The most relevant rows are:

-   **Finance Agent (v1.1)**
-   **Terminal-Bench 2.0**
-   **SWE-bench**
-   **LiveCodeBench**
-   **Vibe Code Bench**

I also use **latency**, **token pricing**, **context window**, and **max output tokens** because those operational constraints compound quickly once an agent starts taking multiple turns.

* * *

## TL;DR

-   **GLM 5.1** wins all five of the long-horizon rows I would care about first: **Finance Agent**, **Terminal-Bench 2.0**, **SWE-bench**, **LiveCodeBench**, and **Vibe Code Bench**.
-   The biggest gaps are **Finance Agent (57.66% vs 48.40%)** and **Terminal-Bench 2.0 (53.93% vs 47.19%)**.
-   A simple average across those five rows gives **GLM 5.1 at 60.17%** versus **MiniMax M2.7 at 55.27%**. That average is my own rollup from the cited public numbers, not an official benchmark metric.
-   **MiniMax M2.7** is still much cheaper: **$0.30 / $1.20** input/output versus **$1.00 / $3.20** for GLM 5.1.
-   For benchmarked long-horizon performance, **GLM looks stronger today**. For cost-constrained long runs, **MiniMax is the budget play**.

* * *

## The long-horizon rows

Benchmark

GLM 5.1

MiniMax M2.7

Edge

**Finance Agent (v1.1)**

**57.66%**

**48.40%**

**GLM +9.26**

**Terminal-Bench 2.0**

**53.93%**

**47.19%**

**GLM +6.74**

**SWE-bench**

**76.40%**

**73.80%**

**GLM +2.60**

**LiveCodeBench**

**81.38%**

**79.93%**

**GLM +1.45**

**Vibe Code Bench**

**31.46%**

**27.04%**

**GLM +4.42**

**Simple average of rows above**

**60.17%**

**55.27%**

**GLM +4.89**

This is the cleanest summary I can get if the question is "which model looks better for agentic work that unfolds over multiple steps?" On every row that looks most relevant to that question, **GLM is ahead**.

* * *

## Why these rows matter more than the overall index

The overall **Index** still favors **GLM 5.1**, **63.17%** to **59.58%**, and the overall **coding** category average does too, **60.79%** to **56.99%**. That is directionally useful.

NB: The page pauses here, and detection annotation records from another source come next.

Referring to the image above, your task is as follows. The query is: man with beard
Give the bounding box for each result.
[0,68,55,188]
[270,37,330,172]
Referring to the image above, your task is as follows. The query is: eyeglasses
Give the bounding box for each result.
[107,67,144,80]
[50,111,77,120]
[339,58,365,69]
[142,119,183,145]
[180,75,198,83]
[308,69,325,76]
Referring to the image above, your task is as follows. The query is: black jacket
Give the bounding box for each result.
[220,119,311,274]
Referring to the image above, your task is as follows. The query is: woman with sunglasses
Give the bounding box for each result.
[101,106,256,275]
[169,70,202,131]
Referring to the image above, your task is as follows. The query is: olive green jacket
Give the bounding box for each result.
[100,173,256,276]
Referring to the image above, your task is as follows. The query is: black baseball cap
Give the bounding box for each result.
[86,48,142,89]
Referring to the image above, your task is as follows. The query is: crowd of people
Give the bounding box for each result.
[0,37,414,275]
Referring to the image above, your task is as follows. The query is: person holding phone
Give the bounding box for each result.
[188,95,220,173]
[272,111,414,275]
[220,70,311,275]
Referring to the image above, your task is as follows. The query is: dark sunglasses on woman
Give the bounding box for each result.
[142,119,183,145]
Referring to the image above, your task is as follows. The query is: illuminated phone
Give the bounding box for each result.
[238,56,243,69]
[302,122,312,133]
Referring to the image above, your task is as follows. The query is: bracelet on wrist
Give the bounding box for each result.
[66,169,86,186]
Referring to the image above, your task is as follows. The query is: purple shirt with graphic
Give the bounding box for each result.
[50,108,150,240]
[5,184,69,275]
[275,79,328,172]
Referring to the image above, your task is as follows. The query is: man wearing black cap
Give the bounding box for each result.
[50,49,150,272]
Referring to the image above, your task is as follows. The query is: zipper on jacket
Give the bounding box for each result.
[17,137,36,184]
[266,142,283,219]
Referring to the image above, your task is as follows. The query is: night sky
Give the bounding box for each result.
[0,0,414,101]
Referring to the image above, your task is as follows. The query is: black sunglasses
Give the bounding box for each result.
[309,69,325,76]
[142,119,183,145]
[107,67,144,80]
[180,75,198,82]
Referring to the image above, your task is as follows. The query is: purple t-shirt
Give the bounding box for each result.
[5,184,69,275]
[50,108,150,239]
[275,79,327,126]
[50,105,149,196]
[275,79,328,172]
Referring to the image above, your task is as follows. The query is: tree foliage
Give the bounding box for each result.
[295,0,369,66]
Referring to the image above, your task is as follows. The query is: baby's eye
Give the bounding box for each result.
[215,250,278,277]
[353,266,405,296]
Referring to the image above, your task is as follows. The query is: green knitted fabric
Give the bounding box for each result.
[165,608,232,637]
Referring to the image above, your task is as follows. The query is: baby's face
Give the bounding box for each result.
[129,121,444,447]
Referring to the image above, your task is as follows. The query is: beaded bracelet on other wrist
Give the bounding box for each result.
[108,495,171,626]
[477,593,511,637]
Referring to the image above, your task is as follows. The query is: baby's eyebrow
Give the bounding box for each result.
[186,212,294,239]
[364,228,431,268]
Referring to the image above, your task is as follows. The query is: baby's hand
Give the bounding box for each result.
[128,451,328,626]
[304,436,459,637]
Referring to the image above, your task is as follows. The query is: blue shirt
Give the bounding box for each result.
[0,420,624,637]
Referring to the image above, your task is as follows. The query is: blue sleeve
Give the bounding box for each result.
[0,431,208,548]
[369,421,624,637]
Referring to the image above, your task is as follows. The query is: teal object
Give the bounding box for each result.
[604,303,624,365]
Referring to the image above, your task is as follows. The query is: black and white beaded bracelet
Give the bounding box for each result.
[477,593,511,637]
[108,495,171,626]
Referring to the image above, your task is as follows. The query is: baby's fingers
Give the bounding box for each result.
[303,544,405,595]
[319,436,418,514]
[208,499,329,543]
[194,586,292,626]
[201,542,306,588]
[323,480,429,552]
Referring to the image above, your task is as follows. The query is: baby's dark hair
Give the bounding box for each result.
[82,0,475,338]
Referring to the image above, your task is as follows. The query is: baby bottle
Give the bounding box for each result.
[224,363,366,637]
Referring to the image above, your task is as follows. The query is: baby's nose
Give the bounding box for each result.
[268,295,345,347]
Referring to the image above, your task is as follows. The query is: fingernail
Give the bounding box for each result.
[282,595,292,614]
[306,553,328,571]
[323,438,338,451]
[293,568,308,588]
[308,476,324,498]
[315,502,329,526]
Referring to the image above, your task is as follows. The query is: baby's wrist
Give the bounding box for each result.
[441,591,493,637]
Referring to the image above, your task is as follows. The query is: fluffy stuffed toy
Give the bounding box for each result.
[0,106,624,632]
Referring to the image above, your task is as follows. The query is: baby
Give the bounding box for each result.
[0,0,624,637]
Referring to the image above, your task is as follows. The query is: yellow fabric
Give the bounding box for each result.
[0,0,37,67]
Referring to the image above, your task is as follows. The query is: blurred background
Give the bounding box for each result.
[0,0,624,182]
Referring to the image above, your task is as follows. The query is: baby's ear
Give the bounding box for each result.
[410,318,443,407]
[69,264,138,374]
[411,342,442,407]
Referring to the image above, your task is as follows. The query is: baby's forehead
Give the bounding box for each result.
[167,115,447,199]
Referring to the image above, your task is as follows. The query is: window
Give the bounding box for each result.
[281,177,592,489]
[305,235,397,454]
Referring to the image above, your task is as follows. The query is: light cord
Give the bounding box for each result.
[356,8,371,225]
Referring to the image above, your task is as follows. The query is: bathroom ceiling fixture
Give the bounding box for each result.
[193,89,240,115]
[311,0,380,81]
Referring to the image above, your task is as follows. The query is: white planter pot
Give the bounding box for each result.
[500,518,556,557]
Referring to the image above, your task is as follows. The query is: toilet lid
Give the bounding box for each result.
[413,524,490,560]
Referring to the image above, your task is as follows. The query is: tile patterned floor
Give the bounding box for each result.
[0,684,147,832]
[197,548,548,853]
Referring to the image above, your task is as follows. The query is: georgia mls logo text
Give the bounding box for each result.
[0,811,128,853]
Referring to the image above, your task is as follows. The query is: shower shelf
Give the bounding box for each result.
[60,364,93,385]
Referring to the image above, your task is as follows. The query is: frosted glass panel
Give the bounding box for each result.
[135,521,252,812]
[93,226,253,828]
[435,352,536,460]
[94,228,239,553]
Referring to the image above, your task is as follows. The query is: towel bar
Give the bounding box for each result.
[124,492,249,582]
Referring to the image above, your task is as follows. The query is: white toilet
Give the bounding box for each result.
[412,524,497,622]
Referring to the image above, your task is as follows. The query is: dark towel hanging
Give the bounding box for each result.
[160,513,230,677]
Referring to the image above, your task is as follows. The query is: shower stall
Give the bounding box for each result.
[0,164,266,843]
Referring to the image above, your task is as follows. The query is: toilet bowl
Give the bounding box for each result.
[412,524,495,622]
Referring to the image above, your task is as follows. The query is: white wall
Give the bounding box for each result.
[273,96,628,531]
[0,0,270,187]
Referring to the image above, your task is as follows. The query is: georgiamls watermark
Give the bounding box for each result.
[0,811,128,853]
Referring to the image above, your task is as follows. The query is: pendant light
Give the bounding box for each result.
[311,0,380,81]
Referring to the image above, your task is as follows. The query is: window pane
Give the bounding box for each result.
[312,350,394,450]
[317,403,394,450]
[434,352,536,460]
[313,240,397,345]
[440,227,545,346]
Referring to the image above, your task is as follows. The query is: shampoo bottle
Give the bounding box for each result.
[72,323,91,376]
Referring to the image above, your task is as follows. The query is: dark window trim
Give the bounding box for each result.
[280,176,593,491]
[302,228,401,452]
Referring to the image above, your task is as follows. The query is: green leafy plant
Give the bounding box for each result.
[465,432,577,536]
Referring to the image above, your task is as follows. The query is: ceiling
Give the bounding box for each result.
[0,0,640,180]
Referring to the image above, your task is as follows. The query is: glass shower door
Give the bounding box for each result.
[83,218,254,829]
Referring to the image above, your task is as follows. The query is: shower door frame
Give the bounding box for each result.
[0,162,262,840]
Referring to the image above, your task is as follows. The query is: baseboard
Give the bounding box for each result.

But if your use case is specifically **long-horizon work**, the overall index is not the main thing to watch because it mixes in categories that are much less agent-like. A strong **CaseLaw** or **GPQA** row can matter for some buyers, but it does not tell you nearly as much about a model that has to:

-   plan across multiple turns
-   recover after a bad step
-   use tools or act through a runtime
-   modify code or reason over a repository

That is why the **Finance Agent**, **Terminal-Bench**, **SWE-bench**, and broader coding rows are the real signal here.

* * *

## Where GLM creates the clearest separation

The most important thing here is not that GLM wins by a little. It is that the rows most associated with multi-step agent loops all point in the same direction.

Two rows stand out most:

-   **Finance Agent (v1.1): 57.66% vs 48.40%**
-   **Terminal-Bench 2.0: 53.93% vs 47.19%**

Those are the biggest gaps among the long-horizon rows, and they are also the rows that most obviously suggest **agents acting through tools or extended workflows** rather than pure one-shot completion.

The coding rows reinforce the same story:

-   **SWE-bench:** 76.40% vs 73.80%
-   **LiveCodeBench:** 81.38% vs 79.93%
-   **Vibe Code Bench:** 31.46% vs 27.04%

None of those individual coding gaps are gigantic on their own. The point is that **they all stack in the same direction**. If you care about whether an agent can keep a repo task alive across multiple steps, the public benchmark picture is more favorable to **GLM 5.1**.

* * *

## What MiniMax buys you anyway

MiniMax's case is not benchmark leadership on these rows. Its case is **economics** and a couple of operational constraints that can matter once long runs get expensive.

Operational metric

GLM 5.1

MiniMax M2.7

Read

**Input cost**

**$1.00 / 1M**

**$0.30 / 1M**

MiniMax is **70% cheaper**

**Output cost**

**$3.20 / 1M**

**$1.20 / 1M**

MiniMax is **62.5% cheaper**

**Latency**

**7.63m**

**10.33m**

GLM is lower on Vals' latency row

**Context window**

**200K**

**197K**

Essentially tied

**Max output tokens**

**131K**

**197K**

MiniMax allows longer output

On a workload with **1M input tokens and 1M output tokens**, the cited public prices imply:

-   **GLM 5.1:** **$4.20**
-   **MiniMax M2.7:** **$1.50**

That makes MiniMax about **64% cheaper** on a balanced input/output workload. If your agent loops are long, branchy, or retry-heavy, that cost gap can buy you a lot of extra attempts.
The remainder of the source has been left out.